Today was the original target date for approving an 8 billion-euro loan payment to Greece, the sixth installment of the 110 billion-euro lifeline put together at the outbreak of the crisis in May 2010.
Now that decision has been pushed back until mid-October, as Greek Prime Minister George Papandreou concocts plans to squeeze additional savings out of a population weary of two years of budget cuts and tax increases.
“We need to wait on Greece,” Dutch Finance Minister Jan Kees de Jager told reporters. Greece’s odds hinge on an assessment by European Commission, ECB and IMF experts, to be discussed by the ministers on Oct. 13.
The payout would buy Greece time as seven countries including Germany, Europe’s dominant economy, consider unstitching a July accord on a second bailout, potentially calling for Greek bond writedowns of as much as 50 percent that would constitute default, two European officials said.
“I’m very concerned of things getting out of control,” Nouriel Roubini, chairman of Roubini Global Economics LLC, said in an interview yesterday in Dubai. “You need a huge bazooka of at least 2 trillion euros, but you can’t wait three months, you have to do it in the next few weeks.”
Schaeuble and Luxembourg Finance Minister Luc Frieden ruled out a discussion tonight of using leverage to get more out of the rescue fund, contradicting earlier statements by European Union Economic and Monetary Commissioner Olli Rehn and Finnish Finance Minister Jutta Urpilainen.
“We are reviewing options over optimizing the use of the EFSF in order to have more out of it,” Rehn said. “Leveraging is one of the options.”
Fourteen of the 17 euro countries have approved the reinforcement of the temporary fund. Of the three to go, Slovakia poses the biggest hurdle, with Prime Minister Iveta Radicova squaring off against euro-skeptics within her coalition.
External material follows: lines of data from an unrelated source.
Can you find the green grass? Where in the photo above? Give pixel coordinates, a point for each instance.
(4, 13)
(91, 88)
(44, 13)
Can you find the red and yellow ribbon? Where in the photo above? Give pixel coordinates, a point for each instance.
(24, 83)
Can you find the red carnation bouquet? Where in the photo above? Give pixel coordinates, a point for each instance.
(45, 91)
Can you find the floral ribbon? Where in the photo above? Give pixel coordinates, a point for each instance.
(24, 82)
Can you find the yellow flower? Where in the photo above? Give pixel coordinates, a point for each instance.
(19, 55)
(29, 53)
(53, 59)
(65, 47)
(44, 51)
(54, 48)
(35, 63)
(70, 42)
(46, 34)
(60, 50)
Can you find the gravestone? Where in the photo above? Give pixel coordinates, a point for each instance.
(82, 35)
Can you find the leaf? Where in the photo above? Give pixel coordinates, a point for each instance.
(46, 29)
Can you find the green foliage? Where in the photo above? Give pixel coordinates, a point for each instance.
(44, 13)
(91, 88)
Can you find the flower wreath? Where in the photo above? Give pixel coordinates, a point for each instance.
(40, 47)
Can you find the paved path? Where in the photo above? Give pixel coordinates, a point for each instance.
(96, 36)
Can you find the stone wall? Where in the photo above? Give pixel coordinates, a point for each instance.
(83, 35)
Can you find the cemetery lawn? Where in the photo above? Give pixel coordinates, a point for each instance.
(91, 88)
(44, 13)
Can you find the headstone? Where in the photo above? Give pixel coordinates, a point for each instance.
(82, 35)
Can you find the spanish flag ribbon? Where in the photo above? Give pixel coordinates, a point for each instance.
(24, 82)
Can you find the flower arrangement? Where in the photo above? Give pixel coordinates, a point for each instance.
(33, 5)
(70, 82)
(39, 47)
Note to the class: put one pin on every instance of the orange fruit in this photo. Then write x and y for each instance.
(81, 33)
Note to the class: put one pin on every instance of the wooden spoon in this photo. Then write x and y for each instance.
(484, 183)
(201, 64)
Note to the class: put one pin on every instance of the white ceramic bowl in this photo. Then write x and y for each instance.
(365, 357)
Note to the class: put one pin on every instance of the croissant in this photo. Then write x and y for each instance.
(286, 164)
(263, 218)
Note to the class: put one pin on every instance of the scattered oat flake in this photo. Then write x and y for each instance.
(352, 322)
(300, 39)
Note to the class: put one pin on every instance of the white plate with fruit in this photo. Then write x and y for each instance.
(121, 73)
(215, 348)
Slovakia is slated to vote by Oct. 17.
Schaeuble leaned on Slovakia to go along, saying “they are deciding not just for themselves, but also for all in Europe.”
The revamped fund will obtain the powers to buy bonds on the primary and secondary markets, offer precautionary credit lines and enable capital infusions for banks. Options for further magnifying its clout include enabling it to borrow from the ECB, using it for bond insurance or to offer credit enhancements.
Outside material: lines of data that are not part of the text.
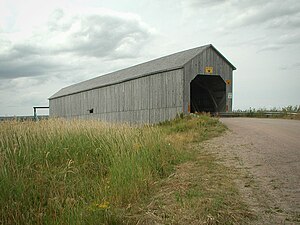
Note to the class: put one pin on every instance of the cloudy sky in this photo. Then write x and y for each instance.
(47, 45)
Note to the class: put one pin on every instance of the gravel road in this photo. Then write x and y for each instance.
(268, 152)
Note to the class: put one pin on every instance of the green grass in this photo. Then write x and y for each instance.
(288, 112)
(77, 172)
(89, 172)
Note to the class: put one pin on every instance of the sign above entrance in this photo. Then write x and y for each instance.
(209, 69)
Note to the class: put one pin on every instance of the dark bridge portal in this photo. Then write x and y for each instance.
(208, 94)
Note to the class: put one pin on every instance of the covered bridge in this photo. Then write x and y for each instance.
(195, 80)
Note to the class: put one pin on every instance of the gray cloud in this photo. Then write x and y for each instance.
(66, 38)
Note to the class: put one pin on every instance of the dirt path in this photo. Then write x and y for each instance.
(267, 151)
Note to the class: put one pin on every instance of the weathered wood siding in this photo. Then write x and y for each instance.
(148, 99)
(196, 66)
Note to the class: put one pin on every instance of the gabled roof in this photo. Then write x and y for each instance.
(166, 63)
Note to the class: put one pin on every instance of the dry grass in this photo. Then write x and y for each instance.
(201, 190)
(89, 172)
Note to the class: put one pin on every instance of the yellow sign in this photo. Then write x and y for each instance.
(209, 69)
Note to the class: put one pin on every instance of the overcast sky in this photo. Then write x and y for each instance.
(47, 45)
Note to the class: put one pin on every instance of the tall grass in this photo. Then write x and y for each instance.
(77, 172)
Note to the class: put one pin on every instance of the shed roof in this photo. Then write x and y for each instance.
(166, 63)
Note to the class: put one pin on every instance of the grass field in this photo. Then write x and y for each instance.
(90, 172)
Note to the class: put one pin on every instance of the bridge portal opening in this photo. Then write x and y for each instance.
(208, 94)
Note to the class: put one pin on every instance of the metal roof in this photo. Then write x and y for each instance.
(166, 63)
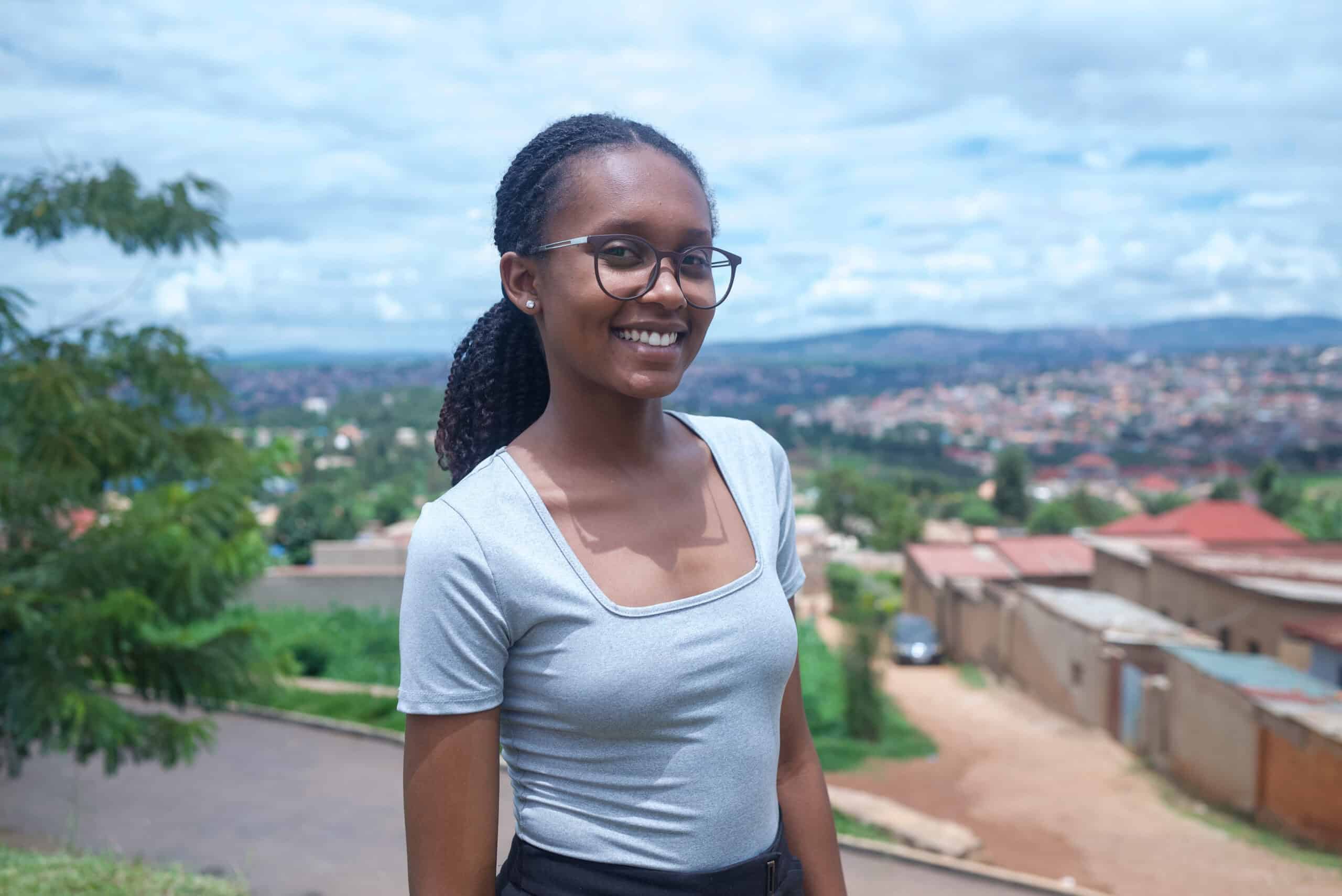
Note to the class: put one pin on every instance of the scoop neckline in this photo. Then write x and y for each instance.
(666, 607)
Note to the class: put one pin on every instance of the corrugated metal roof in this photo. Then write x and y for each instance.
(1254, 673)
(1113, 616)
(1043, 556)
(973, 561)
(1139, 549)
(1324, 631)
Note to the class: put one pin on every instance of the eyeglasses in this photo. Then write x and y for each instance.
(629, 266)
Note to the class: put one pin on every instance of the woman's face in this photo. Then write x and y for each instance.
(638, 191)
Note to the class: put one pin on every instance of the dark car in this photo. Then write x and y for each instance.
(916, 639)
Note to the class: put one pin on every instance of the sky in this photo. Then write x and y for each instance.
(971, 164)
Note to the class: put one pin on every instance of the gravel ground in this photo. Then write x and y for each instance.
(1054, 798)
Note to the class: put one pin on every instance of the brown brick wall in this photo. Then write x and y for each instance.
(1302, 788)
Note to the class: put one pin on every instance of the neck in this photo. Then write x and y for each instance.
(599, 428)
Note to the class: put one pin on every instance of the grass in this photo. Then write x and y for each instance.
(1239, 827)
(343, 643)
(30, 873)
(1318, 484)
(971, 675)
(854, 828)
(826, 702)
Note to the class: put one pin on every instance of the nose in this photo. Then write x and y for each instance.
(665, 290)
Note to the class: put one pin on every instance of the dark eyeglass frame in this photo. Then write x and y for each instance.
(602, 239)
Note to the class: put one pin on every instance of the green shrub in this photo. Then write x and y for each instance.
(343, 643)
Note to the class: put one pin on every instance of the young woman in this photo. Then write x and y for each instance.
(605, 589)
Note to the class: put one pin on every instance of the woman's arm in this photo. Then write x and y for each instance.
(804, 798)
(451, 788)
Bank of France Governor Christian Noyer, an ECB council member, said today in Tokyo he’s “open” to the idea of using borrowed money to beef up the fund.
Finance ministers are also close to a deal on Finland’s demand for collateral -- such as shares in nationalized Greek banks or real estate -- to underpin its contribution to Greece’s second package, three people familiar with the discussion said.
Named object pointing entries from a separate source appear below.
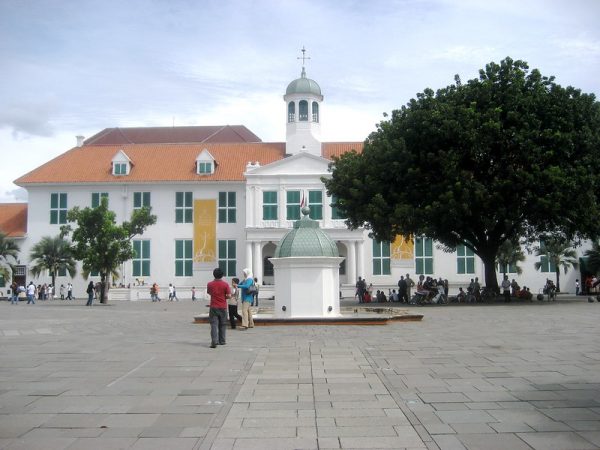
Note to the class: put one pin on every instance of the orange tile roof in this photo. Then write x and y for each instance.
(173, 135)
(163, 162)
(13, 219)
(152, 163)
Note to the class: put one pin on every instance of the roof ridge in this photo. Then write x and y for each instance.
(215, 133)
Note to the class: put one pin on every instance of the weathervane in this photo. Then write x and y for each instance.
(303, 58)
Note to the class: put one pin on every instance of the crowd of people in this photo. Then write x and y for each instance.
(224, 301)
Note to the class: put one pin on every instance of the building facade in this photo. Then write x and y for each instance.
(224, 198)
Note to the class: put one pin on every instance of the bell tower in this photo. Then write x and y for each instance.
(303, 113)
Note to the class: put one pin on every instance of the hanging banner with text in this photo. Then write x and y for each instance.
(403, 249)
(205, 230)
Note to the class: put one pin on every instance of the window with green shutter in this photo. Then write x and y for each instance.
(465, 260)
(141, 199)
(97, 197)
(424, 256)
(184, 207)
(58, 208)
(141, 258)
(184, 258)
(381, 258)
(335, 212)
(292, 205)
(227, 257)
(269, 205)
(227, 207)
(315, 203)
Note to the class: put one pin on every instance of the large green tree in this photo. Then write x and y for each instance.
(9, 251)
(508, 155)
(101, 244)
(52, 254)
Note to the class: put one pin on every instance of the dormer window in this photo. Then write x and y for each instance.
(120, 169)
(204, 167)
(205, 163)
(121, 164)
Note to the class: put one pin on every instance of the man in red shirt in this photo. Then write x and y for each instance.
(219, 292)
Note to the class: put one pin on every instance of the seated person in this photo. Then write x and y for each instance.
(367, 297)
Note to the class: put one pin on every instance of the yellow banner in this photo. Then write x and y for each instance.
(205, 230)
(403, 249)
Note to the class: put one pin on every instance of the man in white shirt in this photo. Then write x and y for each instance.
(31, 293)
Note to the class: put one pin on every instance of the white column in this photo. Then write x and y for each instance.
(326, 210)
(351, 262)
(257, 261)
(248, 255)
(360, 264)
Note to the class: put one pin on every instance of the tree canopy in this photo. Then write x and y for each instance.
(100, 243)
(506, 156)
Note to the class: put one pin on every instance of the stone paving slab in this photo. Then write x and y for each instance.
(139, 375)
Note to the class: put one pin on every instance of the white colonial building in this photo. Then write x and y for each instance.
(223, 197)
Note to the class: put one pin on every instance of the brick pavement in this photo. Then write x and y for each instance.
(140, 375)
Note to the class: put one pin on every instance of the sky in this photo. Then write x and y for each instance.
(75, 67)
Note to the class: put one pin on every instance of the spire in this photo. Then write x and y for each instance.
(303, 58)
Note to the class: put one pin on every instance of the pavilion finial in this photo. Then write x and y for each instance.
(303, 58)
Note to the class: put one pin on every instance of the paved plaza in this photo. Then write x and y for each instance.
(141, 375)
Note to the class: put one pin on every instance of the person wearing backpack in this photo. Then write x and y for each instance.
(247, 290)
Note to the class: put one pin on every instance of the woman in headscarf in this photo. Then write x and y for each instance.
(247, 297)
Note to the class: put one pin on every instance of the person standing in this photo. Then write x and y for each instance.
(14, 293)
(402, 288)
(233, 302)
(90, 292)
(361, 288)
(31, 293)
(409, 285)
(247, 296)
(255, 301)
(506, 289)
(219, 292)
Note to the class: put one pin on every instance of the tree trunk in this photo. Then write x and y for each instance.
(489, 264)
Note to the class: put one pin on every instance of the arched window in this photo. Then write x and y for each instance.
(267, 267)
(303, 111)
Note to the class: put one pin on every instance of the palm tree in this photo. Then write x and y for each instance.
(593, 261)
(510, 254)
(52, 254)
(558, 253)
(9, 250)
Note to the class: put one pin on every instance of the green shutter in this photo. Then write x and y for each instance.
(470, 265)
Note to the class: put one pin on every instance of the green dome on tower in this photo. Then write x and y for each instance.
(303, 85)
(306, 239)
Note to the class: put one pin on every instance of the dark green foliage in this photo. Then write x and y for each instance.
(100, 243)
(506, 156)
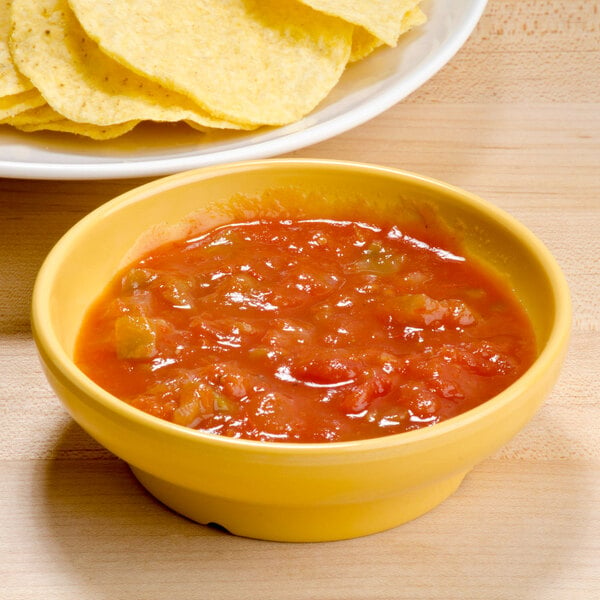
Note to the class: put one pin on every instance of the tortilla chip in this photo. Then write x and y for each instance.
(381, 18)
(94, 132)
(34, 116)
(11, 81)
(249, 61)
(17, 103)
(81, 82)
(364, 43)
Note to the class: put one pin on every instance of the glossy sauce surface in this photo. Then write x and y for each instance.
(307, 331)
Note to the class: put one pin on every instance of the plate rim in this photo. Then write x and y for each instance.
(358, 115)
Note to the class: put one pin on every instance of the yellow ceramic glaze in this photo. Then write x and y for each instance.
(294, 492)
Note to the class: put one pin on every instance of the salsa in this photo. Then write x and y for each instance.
(307, 331)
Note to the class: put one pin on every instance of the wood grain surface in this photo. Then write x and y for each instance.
(515, 118)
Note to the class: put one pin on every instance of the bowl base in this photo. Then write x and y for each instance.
(319, 523)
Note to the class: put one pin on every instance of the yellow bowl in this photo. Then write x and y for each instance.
(284, 491)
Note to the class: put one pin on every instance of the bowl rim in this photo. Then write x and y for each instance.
(62, 365)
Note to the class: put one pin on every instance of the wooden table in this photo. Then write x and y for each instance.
(514, 117)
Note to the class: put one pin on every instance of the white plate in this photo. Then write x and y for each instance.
(366, 89)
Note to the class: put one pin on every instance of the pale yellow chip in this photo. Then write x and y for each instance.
(250, 61)
(17, 103)
(34, 116)
(364, 42)
(381, 18)
(11, 81)
(95, 132)
(81, 82)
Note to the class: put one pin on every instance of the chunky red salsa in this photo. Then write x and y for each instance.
(306, 331)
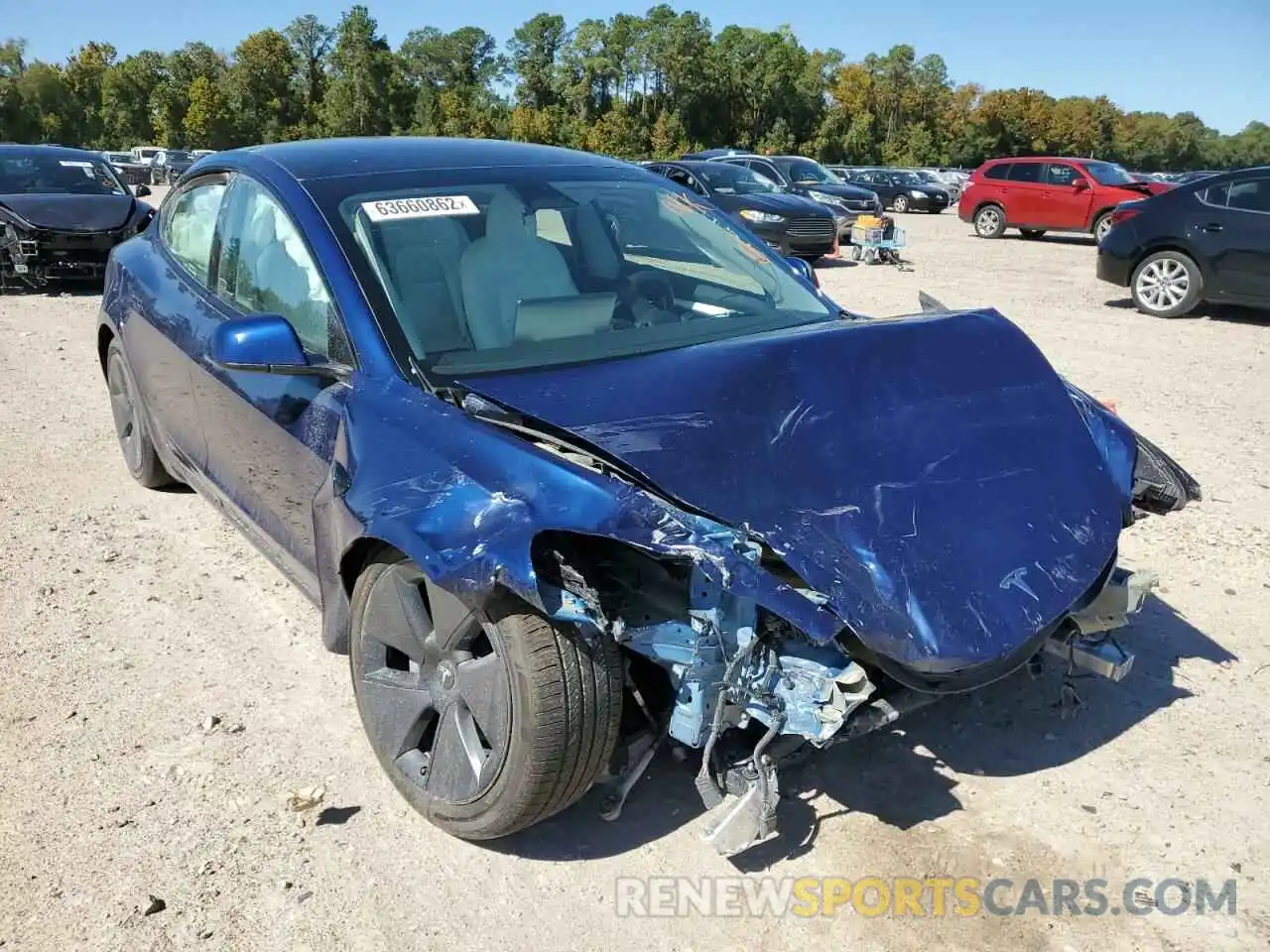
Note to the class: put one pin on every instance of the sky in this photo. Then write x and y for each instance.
(1148, 55)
A proposal to be considered today sets relatively unattractive terms so that Finland would be the only country to force Greece to put up collateral, said the people, who declined to be identified because the talks are private.
Deals on collateral have been close before. Finland reached an arrangement with Greece on Aug. 16, only to see it rejected by other euro countries.
“Can we find a solution?” Finland’s Urpilainen said. “That’s impossible to say. We are trying to find a solution that everyone can accept.”
The clash pitted Greece against AAA-rated Finland, home to a euro-skeptic movement that catapulted to third place in April elections by opposing further bailouts. While the party now known as “The Finns” didn’t make it into the ruling coalition, it captured the Finnish mood and hardened the stance of new Prime Minister Jyrki Katainen in the euro-rescue bartering.